HA: FDP does not affect ECC in Bangladesh.

HB: IND does not influence ECC in Bangladesh.

HC: PRI does not evolve ECC in Bangladesh.

HD: GDP does not promote ECC in Bangladesh.

3. Data and Methodology

3.1 Data

The aim is to investigate the multifaceted effects of FDP, IND, PRI and GDP on ECC in Bangladesh. Using the data from 1995 to 2024, the article uses economic complexity index for ECC, domestic credit to private sector (percentage of GDP) for FDP, industry including construction (annual percentage growth) for IND, PRI received (percentage of GDP) for PRI and gross domestic production (annual percentage growth) for GDP. We collect the data of ECC from Atlas Database and the remaining data is obtained from World Development Indicator (WDI). Table 1 provides detailed information about the factors used in this investigation. Figure 1 reveals the flow of ECC in Bangladesh from 1995 to 2024.

Table 1. Variable details and sources

Variable(s)

Symbol

Measure

Source

Economic complexity

ECC

Economic complexity index

Atlas Database

Financial development

FDP

Domestic credit to private sector (% of GDP)

WDI

Industrialization

IND

Industry (including construction), value added (annual % growth)

WDI

Remittance

PRI

% of GDP

WDI

Gross domestic production

GDP

annual % growth

WDI

Note: WDI = World Development Indicators.

Figure 1. Annual trend of economic complexity (ECC) in Bangladesh

3.2 Methodology

3.2.1 Autoregressive Distributed Lag method

For the aim of conducting a short-term and long-term investigation of the cointegration linkage as well as the nexus across factors, this article utilizes the ARDL and the combined cointegration test. This can be attributed to the dynamic nature of the variables being studied. In addition, difficulties such as serial correlation and heteroscedasticity are well tackled by this approach which yields trustworthy estimations and clear explanations of coefficients.

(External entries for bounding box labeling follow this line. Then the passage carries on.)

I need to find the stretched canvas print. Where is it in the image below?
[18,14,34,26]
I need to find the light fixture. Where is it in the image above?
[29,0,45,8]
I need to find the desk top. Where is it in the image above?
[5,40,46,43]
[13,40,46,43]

In addition to addressing specific econometric concerns, the ARDL technique captures dynamic integration, reduces omitted variable bias as well as assists in reducing endogeneity by integrating lags of both the independent and dependent variables. It partially accounts for multicollinearity by letting variables enter the model at different lags which might mitigate the effect of explanatory variables with strong correlation. To figure out the cointegration outcomes, we utilized the ARDL-bound testing by Pesaran et al. [37]. When dealing with time series data that has mixed orders of integration such as I (0) and I (1), the ARDL model is highly beneficial for this kind of case. However, while carrying out the bound test, the integration order should not be I (2).

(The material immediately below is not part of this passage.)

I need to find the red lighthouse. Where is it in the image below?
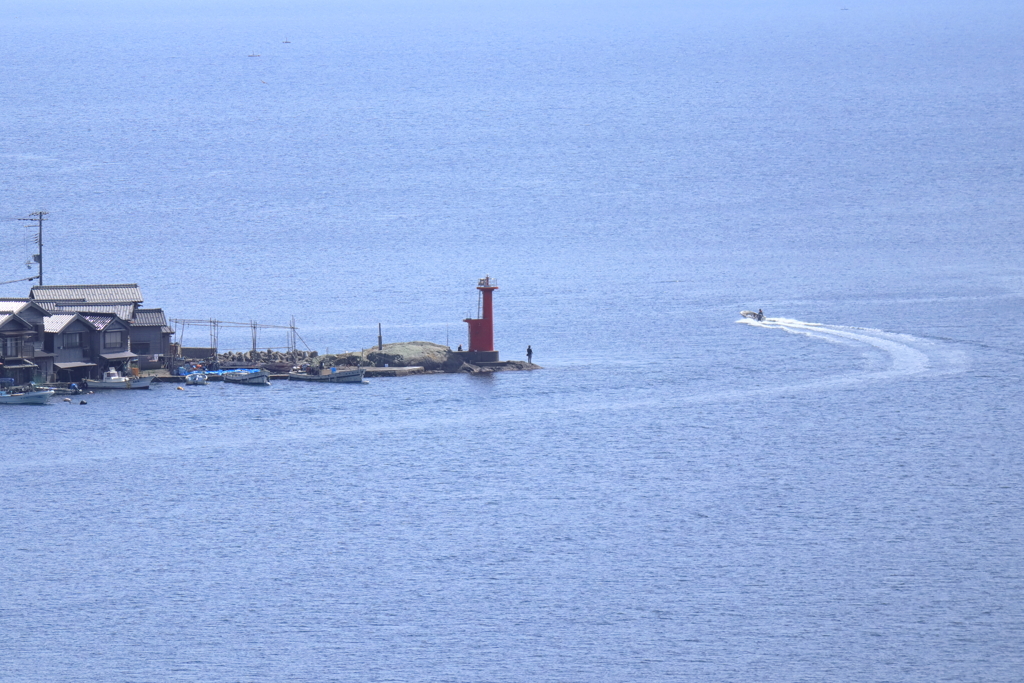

The first attempt to do when applying the ARDL method is to check the unit root. The Augmented Dickey-Fuller test [38] and Phillips-Perron test [39] are used to find a unit autoregressive root in this study. The unrestricted error correction model is established in Eq. (1) in order to move to the next level:

$\begin{gathered}\Delta E C C_t=\alpha_0+\sum_{i=1}^a \alpha_{1 \mathrm{i}} \Delta E C C_{t-i}+\sum_{i=1}^b \alpha_{2 \mathrm{i}} \Delta F D P_{t-i}  +\sum_{i=1}^c \alpha_{3 \mathrm{i}} \Delta I N D_{t-i}+\sum_{i=1}^d \alpha_{4 \mathrm{i}} \Delta P R I_{t-i} \\ +\sum_{i=1}^e \alpha_{5 \mathrm{i}} \Delta G D P_{t-i}+\gamma_1 \mathrm{ECC}_{t-1}+\gamma_2 \mathrm{FDP}_{t-1}  +\gamma_3 \mathrm{IND}_{t-1}+\gamma_4 \mathrm{PRI}_{t-1}  +\gamma_5 \mathrm{GDP}_{t-1}+\varepsilon_t\end{gathered}$             (1)

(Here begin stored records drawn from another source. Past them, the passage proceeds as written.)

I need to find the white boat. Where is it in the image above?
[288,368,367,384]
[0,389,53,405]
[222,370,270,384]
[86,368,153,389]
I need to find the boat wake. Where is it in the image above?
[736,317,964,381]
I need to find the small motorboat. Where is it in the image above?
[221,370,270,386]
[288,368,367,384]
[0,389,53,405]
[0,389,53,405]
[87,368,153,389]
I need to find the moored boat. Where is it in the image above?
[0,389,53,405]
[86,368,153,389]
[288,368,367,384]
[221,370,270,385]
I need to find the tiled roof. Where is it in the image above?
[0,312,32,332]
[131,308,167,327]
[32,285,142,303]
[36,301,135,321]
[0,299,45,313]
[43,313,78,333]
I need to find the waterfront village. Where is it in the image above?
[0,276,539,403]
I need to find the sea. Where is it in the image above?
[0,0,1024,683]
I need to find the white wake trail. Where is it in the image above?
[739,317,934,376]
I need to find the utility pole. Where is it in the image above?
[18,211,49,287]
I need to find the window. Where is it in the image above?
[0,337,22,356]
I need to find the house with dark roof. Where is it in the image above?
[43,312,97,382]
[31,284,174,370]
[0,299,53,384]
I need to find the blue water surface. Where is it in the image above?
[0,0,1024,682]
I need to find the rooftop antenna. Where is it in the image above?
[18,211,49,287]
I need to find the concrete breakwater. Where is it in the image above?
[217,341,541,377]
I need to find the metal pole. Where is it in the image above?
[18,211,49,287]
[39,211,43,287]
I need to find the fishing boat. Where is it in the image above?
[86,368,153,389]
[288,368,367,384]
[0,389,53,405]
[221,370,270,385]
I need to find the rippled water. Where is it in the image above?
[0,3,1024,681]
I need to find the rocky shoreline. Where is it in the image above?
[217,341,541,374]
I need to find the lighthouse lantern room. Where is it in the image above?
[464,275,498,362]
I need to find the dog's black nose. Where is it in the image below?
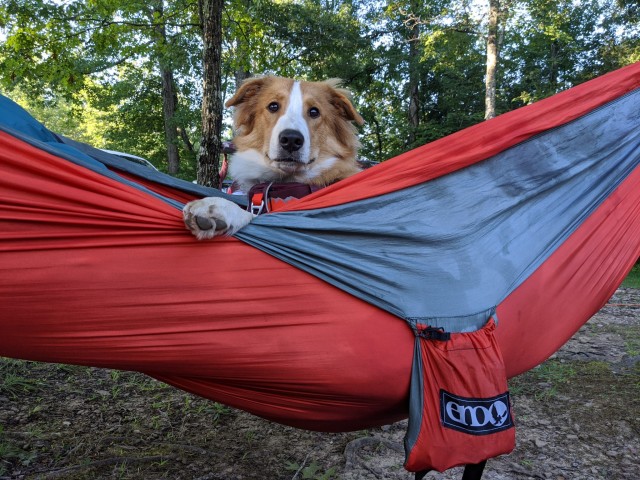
[278,128,304,153]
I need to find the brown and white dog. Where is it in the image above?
[183,77,364,240]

In Eq. (1), the intercept term is denoted by $\alpha_0$. However, the short-run coefficients are represented by $\alpha_1-\alpha_5$ while the long-run coefficients are denoted by $\gamma_1-\gamma_5$. Also, $a, b, c, d$ and $e$ illustrate the optimal lag lengths. The regular error correction term (ECT) allows for the projection of short-run parameters according to Eq. (2):

$\begin{aligned} \Delta E C C_t & =\alpha_0+\sum_{i=1}^a \alpha_{1 \mathrm{i}} \Delta E C C_{t-i}+\sum_{i=1}^b \alpha_{2 \mathrm{i}} \Delta F D P_{t-i}  +\sum_{i=1}^c \alpha_{3 \mathrm{i}} \Delta I N D_{t-i}+\sum_{i=1}^d \alpha_{4 \mathrm{i}} \Delta P R I_{t-i}  +\sum_{i=1}^e \alpha_{5 \mathrm{i}} \Delta G D P_{t-i}+\rho E C T_{t-1}+\varepsilon_t\end{aligned}$           (2)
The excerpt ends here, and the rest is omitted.